A baby in the US is among the first people with a rare genetic disorder to be treated with CRISPR, a customised gene-editing therapy that allows scientists to edit DNA.
The baby, known as KJ, was diagnosed soon after his birth with a rare disorder called severe carbamoyl-phosphate synthetase 1 deficiency (CPS1), which is estimated to affect about one in a million babies.
The condition causes ammonia levels in the blood to rise, which can lead to vomiting, hypothermia, lethargy, convulsions, brain swelling, and coma. It kills about half of babies with the condition.
Treatment typically involves having a low-protein diet until the child is old enough for a liver transplant, but that approach also comes with health risks.
KJ began receiving personalised CRISPR treatment when he was around six months old, enabling his doctors to reduce his dependence on medication to keep his ammonia levels low, according to the case study published Thursday in The New England Journal of Medicine.
“While KJ will need to be monitored carefully for the rest of his life, our initial findings are quite promising,” said Dr Rebecca Ahrens-Nicklas, who directs the gene therapy programme at Children’s Hospital of Philadelphia in the US, where the operation took place.
Personalised CRISPR gene editing therapy
CRISPR works by targeting specific sequences in the genome, cutting the DNA precisely at those locations, and then leveraging the cell’s natural repair mechanisms to disable the harmful gene or insert a corrected version. In this case, the therapy targeted a faulty gene in KJ’s liver, cutting the DNA at the exact spot where the error occurred to correct the enzyme.
The procedure’s success means additional patients could eventually be treated with the cutting-edge technology, researchers said.
“While KJ is just one patient, we hope he is the first of many to benefit from a methodology that can be scaled to fit an individual patient’s needs,” Ahrens-Nicklas said in a statement.
Challenges to scale up
KJ’s case is a promising proof of concept, but experts cautioned that efforts to develop CRISPR therapies present several challenges. Technically, delivering a gene-editing therapy to other organs rather than the liver is much more difficult. Developing such treatment is also expensive, with the total cost of the procedure being over €700,000, though that is close to the price of a standard liver transplant, the team told the Associated Press.

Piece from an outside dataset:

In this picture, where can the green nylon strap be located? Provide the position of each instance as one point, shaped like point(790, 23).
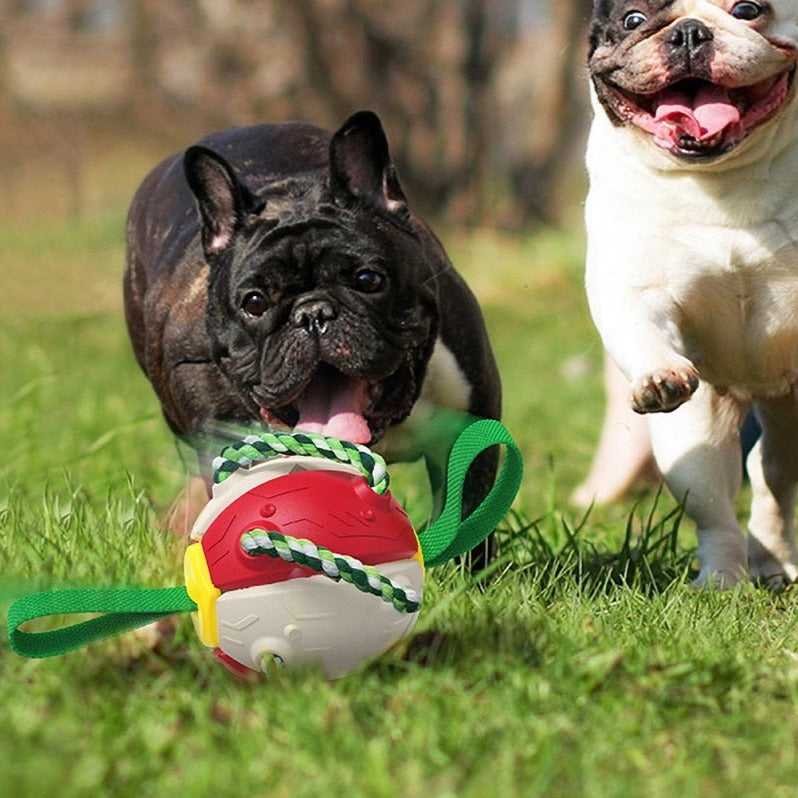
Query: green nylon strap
point(450, 535)
point(121, 609)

Though the procedure helped improve KJ’s quality of life, the research team couldn’t fully assess the potential side effects of the intervention for safety reasons.
Dr Alena Pance, a senior lecturer in genetics at the University of Hertfordshire in the UK who was not involved with the procedure, added that most diseases are the result of diverse mutations in the genes, rather than errors that could be addressed through the precise edits made in CRISPR treatments.
“The [CRISPR] approach is applicable to any disease caused by a single nucleotide change, however more often than not, diseases are caused by a variety of variants so perhaps more general strategies could be more effective than very precise ones,” Pance said in a statement.